Measuring difficulty bias requires data where judgment is delivered in two parts: difficulty and execution. This can be found in the world of elite level gymnastics. Elite gymnasts receive scores based on the difficulty of the task and

the execution of this task. One panel of judges is charged to evaluate the execution, and only the execution, of the routine, with an independent panel of judges evaluating the difficulty, and only the difficulty, of each routine. In other words, execution judges should not be concerned with the difficulty of the routine, and difficulty judges should not be influenced by the execution. Because the judges sit on separate panels, we can determine if the difficulty of the routine influences the execution score.

Using normalized data, mean zero and standard deviation of one, we regress execution score on difficulty score, with additional controls. We find that a participant's overall score is artificially inflated when that athlete attempts a more difficult routine. Figure 1 shows the extent of this bias. Increasing one's difficulty by one standard deviation artificially inflates the execution measure by 0.21 standard deviations.

Likewise, attempting a less difficult routine, one that is one standard deviation below the mean, decreases the execution score by 0.45 standard deviations.

This finding has major implications for the ability of judges to accurately rank individuals. In situations where judgment is passed on a given performance, participants may choose to execute a more difficult gymnastics routine, play a more complex piece of music at an audition, tackle a more challenging research topic when applying for a grant, or even use impracticable statistical approaches to impress a referee; all with the knowledge that the difficult act in question may influence the evaluator, resulting in a biased execution score.

The next section provides background on types of judging bias including order bias, reference bias, and others. We also outline the ways in which our dataset allows us to distinguish between forms of bias. Section III discusses an overview of the data and is followed in Section IV by the methodology, with the limitations of our data. Section V discusses our addition to the literature, difficulty bias, in detail. The last section concludes with policy implications.

II. TYPES OF POTENTIAL BIAS IN SEQUENTIAL ORDER EVENTS

The psychology literature looks at judgment bias in sequential order events, finding two key effects: a primacy effect and a recency effect. If primacy exists, the first person or people to perform are judged more accurately. If judges better remember late effects, a recency effect results.
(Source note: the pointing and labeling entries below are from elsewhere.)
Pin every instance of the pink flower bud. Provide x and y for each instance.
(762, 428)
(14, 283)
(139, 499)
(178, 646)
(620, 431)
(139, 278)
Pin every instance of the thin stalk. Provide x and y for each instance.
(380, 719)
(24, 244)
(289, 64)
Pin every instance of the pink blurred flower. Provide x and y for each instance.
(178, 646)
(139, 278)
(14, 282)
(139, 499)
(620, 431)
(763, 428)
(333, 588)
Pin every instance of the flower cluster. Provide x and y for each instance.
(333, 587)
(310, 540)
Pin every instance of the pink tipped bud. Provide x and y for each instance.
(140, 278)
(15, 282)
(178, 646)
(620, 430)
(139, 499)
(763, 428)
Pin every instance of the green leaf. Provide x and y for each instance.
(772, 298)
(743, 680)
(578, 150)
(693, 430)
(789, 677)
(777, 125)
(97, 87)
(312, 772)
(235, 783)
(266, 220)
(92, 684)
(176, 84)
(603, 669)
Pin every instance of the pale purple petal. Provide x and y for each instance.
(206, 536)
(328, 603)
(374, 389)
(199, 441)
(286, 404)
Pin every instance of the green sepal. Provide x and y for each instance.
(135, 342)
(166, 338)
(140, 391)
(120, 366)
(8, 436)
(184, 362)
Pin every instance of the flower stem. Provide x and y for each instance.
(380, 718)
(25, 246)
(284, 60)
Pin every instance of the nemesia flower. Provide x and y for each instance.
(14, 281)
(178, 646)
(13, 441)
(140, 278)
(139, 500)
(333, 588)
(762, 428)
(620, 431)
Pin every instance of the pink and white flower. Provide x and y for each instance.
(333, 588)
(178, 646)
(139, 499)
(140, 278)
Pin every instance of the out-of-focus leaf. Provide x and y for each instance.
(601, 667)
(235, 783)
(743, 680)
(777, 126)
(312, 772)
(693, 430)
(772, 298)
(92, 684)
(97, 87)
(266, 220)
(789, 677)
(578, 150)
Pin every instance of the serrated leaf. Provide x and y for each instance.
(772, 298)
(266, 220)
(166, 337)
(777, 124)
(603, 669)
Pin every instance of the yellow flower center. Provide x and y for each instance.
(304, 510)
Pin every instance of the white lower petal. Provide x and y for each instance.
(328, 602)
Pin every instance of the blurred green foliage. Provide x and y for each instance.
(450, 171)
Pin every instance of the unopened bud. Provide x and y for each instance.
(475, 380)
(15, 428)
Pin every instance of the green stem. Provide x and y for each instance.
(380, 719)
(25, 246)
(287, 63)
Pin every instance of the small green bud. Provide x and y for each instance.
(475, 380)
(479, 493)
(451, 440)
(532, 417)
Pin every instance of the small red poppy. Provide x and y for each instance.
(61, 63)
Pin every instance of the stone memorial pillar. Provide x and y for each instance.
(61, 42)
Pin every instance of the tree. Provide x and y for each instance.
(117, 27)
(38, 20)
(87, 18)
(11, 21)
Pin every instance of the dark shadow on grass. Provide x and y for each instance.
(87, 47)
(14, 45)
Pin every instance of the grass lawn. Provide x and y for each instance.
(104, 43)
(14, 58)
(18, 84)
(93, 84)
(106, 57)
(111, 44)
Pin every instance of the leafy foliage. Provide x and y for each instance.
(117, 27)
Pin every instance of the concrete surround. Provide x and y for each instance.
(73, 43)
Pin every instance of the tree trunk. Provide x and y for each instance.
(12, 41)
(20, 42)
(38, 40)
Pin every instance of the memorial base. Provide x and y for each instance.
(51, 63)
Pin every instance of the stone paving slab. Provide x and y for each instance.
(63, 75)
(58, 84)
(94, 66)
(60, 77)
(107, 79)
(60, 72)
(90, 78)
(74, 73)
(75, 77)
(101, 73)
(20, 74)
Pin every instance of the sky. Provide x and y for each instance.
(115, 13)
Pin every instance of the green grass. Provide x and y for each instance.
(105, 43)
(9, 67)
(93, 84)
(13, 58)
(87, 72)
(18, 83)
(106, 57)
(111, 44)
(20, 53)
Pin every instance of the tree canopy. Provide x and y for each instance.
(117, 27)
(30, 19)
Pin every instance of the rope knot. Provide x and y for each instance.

Gershberg and Shimamura (1994) and Burgess and Hitch (1999) conclude that in a sequential order contest it would be best to go either first or last, but not in the middle. The economics literature takes a different view on this idea. In situations where the scores of each contestant are finalized before the next contestant competes, as is the situation with our data, findings of an overall order bias are more common.
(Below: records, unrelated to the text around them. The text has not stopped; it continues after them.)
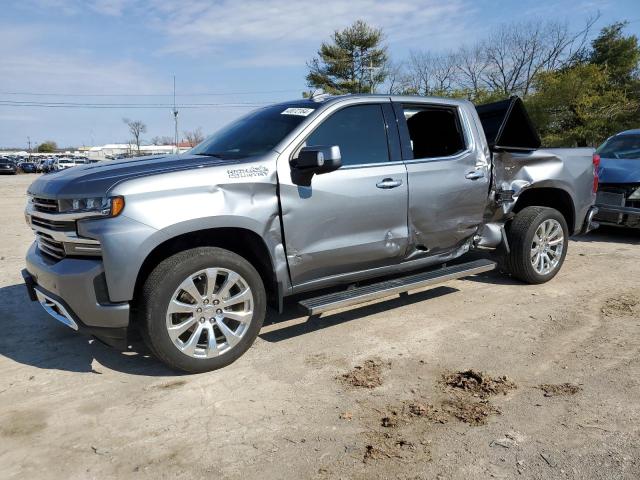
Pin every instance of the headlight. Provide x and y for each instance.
(107, 206)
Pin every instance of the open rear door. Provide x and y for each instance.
(507, 126)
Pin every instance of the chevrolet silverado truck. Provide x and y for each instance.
(378, 194)
(618, 199)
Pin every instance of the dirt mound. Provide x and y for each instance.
(469, 411)
(620, 305)
(477, 383)
(367, 375)
(556, 390)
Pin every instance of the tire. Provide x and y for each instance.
(186, 352)
(523, 232)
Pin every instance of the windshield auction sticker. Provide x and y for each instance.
(302, 112)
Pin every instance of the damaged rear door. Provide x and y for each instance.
(354, 218)
(449, 176)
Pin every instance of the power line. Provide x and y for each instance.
(11, 103)
(167, 95)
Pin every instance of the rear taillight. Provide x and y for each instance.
(596, 168)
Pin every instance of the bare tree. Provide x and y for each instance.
(517, 52)
(506, 62)
(394, 74)
(472, 66)
(136, 128)
(431, 74)
(194, 137)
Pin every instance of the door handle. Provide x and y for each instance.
(474, 175)
(388, 183)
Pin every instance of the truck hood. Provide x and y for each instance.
(613, 170)
(98, 178)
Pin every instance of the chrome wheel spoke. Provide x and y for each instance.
(232, 338)
(242, 317)
(212, 345)
(176, 330)
(176, 306)
(556, 241)
(243, 296)
(190, 287)
(190, 345)
(212, 276)
(226, 310)
(231, 280)
(547, 247)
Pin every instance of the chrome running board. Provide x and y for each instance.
(367, 293)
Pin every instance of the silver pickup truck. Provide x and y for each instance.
(298, 197)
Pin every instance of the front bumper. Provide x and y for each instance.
(73, 291)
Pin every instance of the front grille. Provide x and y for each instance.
(45, 205)
(49, 246)
(55, 225)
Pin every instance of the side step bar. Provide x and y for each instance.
(347, 298)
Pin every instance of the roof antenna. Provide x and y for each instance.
(318, 94)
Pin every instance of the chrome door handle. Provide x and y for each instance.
(474, 175)
(389, 183)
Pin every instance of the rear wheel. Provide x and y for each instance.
(203, 308)
(538, 240)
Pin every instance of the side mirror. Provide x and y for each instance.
(318, 159)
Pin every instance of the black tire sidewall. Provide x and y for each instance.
(168, 276)
(527, 241)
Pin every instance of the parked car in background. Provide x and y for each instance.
(7, 167)
(63, 164)
(618, 198)
(28, 167)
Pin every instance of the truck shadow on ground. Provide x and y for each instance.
(31, 337)
(621, 235)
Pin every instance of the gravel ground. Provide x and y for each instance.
(478, 378)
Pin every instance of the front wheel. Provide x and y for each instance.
(203, 308)
(538, 241)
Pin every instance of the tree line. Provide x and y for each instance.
(579, 87)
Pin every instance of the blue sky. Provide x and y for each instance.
(241, 51)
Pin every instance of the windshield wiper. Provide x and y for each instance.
(215, 155)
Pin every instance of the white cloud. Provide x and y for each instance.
(278, 32)
(281, 32)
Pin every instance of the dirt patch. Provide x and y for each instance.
(367, 375)
(400, 446)
(20, 424)
(620, 305)
(470, 411)
(170, 385)
(477, 383)
(556, 390)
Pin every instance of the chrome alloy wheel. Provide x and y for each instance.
(547, 247)
(209, 312)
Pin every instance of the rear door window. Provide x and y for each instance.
(435, 131)
(359, 131)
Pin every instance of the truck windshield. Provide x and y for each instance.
(621, 146)
(256, 133)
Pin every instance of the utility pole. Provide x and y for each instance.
(371, 68)
(175, 115)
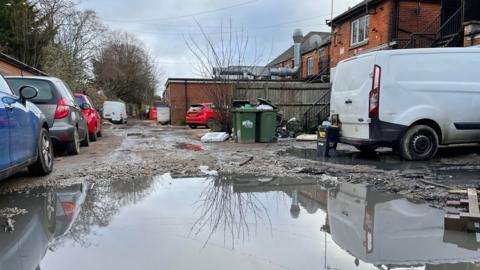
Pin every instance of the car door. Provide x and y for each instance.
(21, 125)
(4, 130)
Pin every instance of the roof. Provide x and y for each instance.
(21, 65)
(355, 10)
(311, 41)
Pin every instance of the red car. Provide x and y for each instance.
(90, 114)
(204, 114)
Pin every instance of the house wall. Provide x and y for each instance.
(8, 69)
(413, 16)
(180, 95)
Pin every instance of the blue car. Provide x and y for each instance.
(24, 137)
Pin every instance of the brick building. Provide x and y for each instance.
(314, 56)
(11, 67)
(180, 94)
(381, 24)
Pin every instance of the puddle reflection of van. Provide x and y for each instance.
(410, 100)
(115, 112)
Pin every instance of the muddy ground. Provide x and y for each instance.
(144, 148)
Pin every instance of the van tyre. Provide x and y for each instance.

The overall order bias impacts a contestant's relative ranking depending on when in the event they compete. For example, Wilson (1977) finds evidence that the order of appearance in synchronized swimming influences the outcome. Analyzing artists that compete in "The Queen Elizabeth musical competition," Flores and Ginsburgh (1996) find the day an artist competes impacts that artist's final standing. Bruine de Bruin (2005) studies both the "Eurovision" song contest as well as figure skating, finding those that perform later receive more favorable evaluations in both venues. Page and Page (2010) also find an overall order bias in the "Idol" song contest.

Damisch, Mussweiler, and Plessner (2006) find a sequential order bias, where one person's performance impacts the subsequent performer, in the 2004 Olympic Games. They find that a gymnast's score is influenced by the previous performance. However, there is no evidence of this type of bias in the 2009 World meet, as found in Rotthoff (2013).We therefore focus on overall order bias.
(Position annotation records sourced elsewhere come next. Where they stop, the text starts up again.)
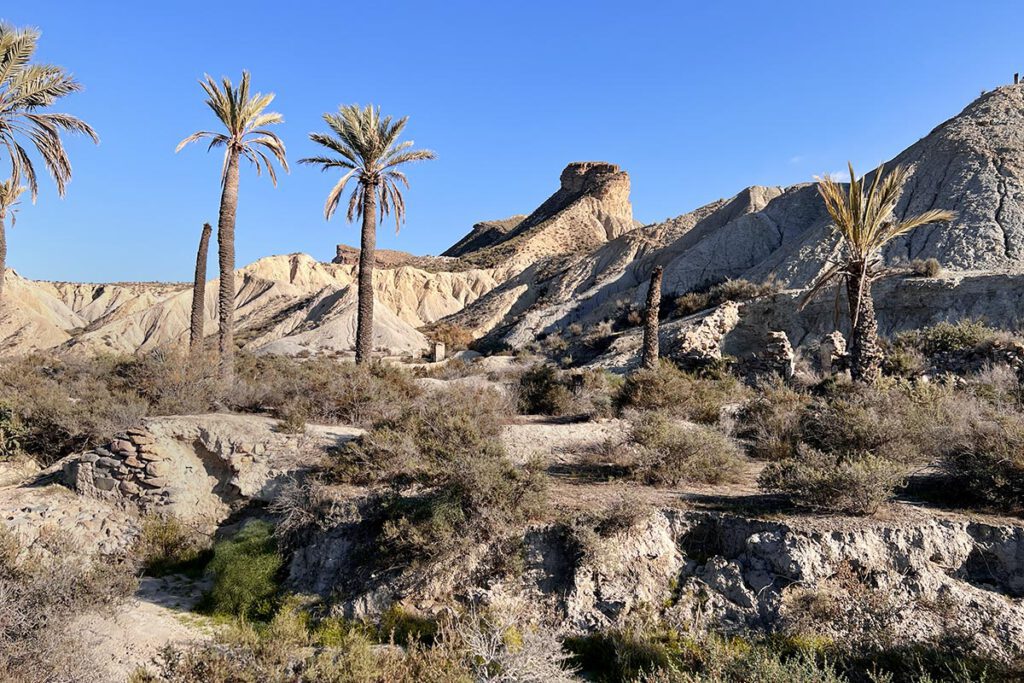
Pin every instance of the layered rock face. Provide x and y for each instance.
(296, 305)
(199, 468)
(971, 164)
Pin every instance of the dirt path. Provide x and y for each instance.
(134, 633)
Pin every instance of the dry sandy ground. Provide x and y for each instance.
(133, 634)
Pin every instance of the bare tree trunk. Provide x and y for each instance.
(199, 291)
(368, 256)
(225, 254)
(649, 357)
(865, 352)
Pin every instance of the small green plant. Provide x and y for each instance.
(965, 335)
(672, 454)
(168, 546)
(542, 392)
(245, 571)
(668, 388)
(929, 267)
(855, 483)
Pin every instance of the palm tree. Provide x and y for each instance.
(865, 224)
(26, 90)
(9, 191)
(648, 358)
(246, 135)
(370, 153)
(199, 291)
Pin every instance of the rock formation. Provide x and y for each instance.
(198, 468)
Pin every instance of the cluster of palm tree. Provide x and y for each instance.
(365, 146)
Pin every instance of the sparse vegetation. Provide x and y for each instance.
(929, 267)
(682, 394)
(245, 570)
(855, 483)
(671, 454)
(169, 546)
(716, 295)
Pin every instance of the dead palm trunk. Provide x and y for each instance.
(865, 352)
(199, 291)
(225, 255)
(650, 350)
(368, 255)
(3, 254)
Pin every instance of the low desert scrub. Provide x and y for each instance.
(171, 381)
(853, 483)
(62, 406)
(455, 337)
(445, 475)
(245, 570)
(684, 395)
(11, 433)
(168, 545)
(302, 508)
(294, 647)
(771, 421)
(42, 591)
(962, 336)
(671, 454)
(546, 390)
(928, 267)
(985, 461)
(730, 290)
(322, 389)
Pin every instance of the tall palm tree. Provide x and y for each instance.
(371, 154)
(864, 223)
(246, 120)
(26, 90)
(9, 191)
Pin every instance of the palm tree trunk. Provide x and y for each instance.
(225, 254)
(649, 357)
(865, 353)
(3, 255)
(368, 256)
(199, 291)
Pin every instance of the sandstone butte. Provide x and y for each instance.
(581, 257)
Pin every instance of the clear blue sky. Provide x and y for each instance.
(695, 99)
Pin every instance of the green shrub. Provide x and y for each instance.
(542, 392)
(66, 404)
(322, 389)
(168, 546)
(771, 421)
(672, 454)
(730, 290)
(965, 335)
(682, 394)
(929, 267)
(11, 433)
(463, 486)
(854, 483)
(245, 570)
(172, 380)
(986, 461)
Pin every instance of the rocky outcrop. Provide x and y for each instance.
(484, 233)
(199, 468)
(971, 164)
(700, 343)
(909, 581)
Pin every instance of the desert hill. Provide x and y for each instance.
(294, 304)
(971, 164)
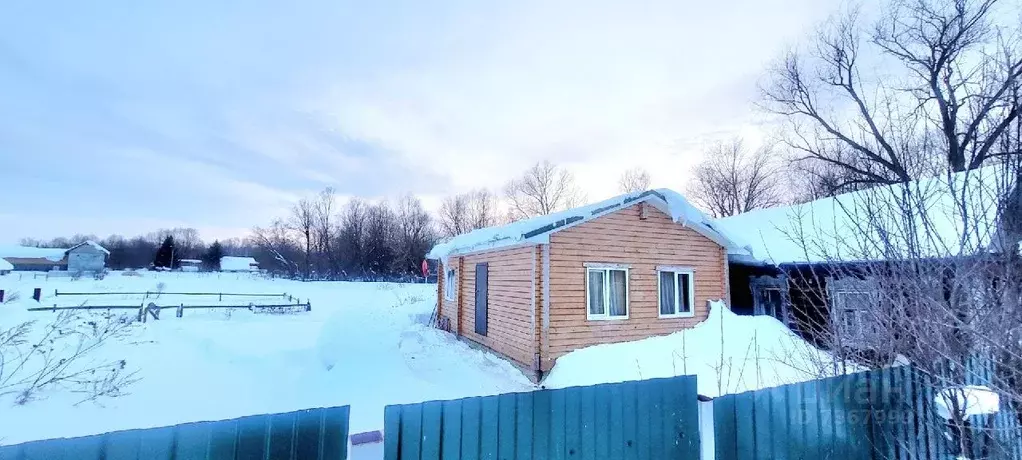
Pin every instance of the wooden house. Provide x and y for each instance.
(623, 269)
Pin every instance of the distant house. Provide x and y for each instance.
(236, 264)
(27, 259)
(623, 269)
(86, 257)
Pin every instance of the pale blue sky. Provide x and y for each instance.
(126, 117)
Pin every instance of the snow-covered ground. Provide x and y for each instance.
(363, 345)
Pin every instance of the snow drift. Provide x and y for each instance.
(728, 353)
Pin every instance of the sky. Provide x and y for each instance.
(128, 117)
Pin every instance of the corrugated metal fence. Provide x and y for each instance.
(885, 414)
(650, 419)
(309, 434)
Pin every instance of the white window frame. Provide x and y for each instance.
(450, 284)
(606, 269)
(862, 332)
(678, 292)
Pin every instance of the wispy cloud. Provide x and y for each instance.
(216, 114)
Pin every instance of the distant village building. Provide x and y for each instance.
(235, 264)
(86, 257)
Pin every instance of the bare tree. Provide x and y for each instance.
(377, 240)
(943, 105)
(634, 180)
(414, 234)
(453, 217)
(276, 243)
(543, 189)
(351, 237)
(303, 221)
(466, 212)
(481, 209)
(733, 180)
(324, 211)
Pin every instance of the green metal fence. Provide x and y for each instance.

The psychology literature also presents a "reference bias" in judgment. People, or judges, may have a tendency to rate a participant relative to their expectations on that person's performance (Thibaut and Kelley 1959). In the workplace, raters who are more familiar with a worker tend to give more positive overall ratings than those that are not familiar with that individual (Kingstrom and Mainstone 1985). Tversky and Kahneman (1974) and Kahneman and Tversky (1996) describe heuristics, or the use of a representative tool, as a shortcut to process information. Findlay and Ste-Marie (2004) find that figure skating judges use this representative tool, in the form of athlete reputation, to judge a given athlete's performance, biasing the known athletes' scores upward.

In addition to order and reference biases, evidence of racial, gender, and nationalistic judgment biases have been discovered. For example, Glejser and Fleyndels (2001) confirm the order bias results from Flores and Ginsburgh (1996) concerning music competition and further find that women obtain lower scores in piano while contestants from the Soviet Union, prior to 1990, receive higher scores. Multiple other studies find a nationalistic bias in figure skating: Seltzer and Glass (1991) find a bias based on political loyalties; Sala, Scott, and Spriggs (2007) find a systematic bias based on the countries status as a "friend," "rival," or "enemy"; and both Campbell and Galbraith (1996) and Zitzewitz (2006) find nationalistic biases. Emerson, Seltzer, and Lin (2009) find strong evidence of a nationalistic bias in Olympic diving and Segrest Purkiss et al. (2006) find a negative ethnic bias in the hiring process. Racial bias is found by Price and Wolfers (2010) in professional basketball refereeing, by Parsons et al. (2011) in baseball as umpires call strikes, and by Garicano, Palacios-Huerta, and Prendergast (2005) as referees favor the home team in soccer (football).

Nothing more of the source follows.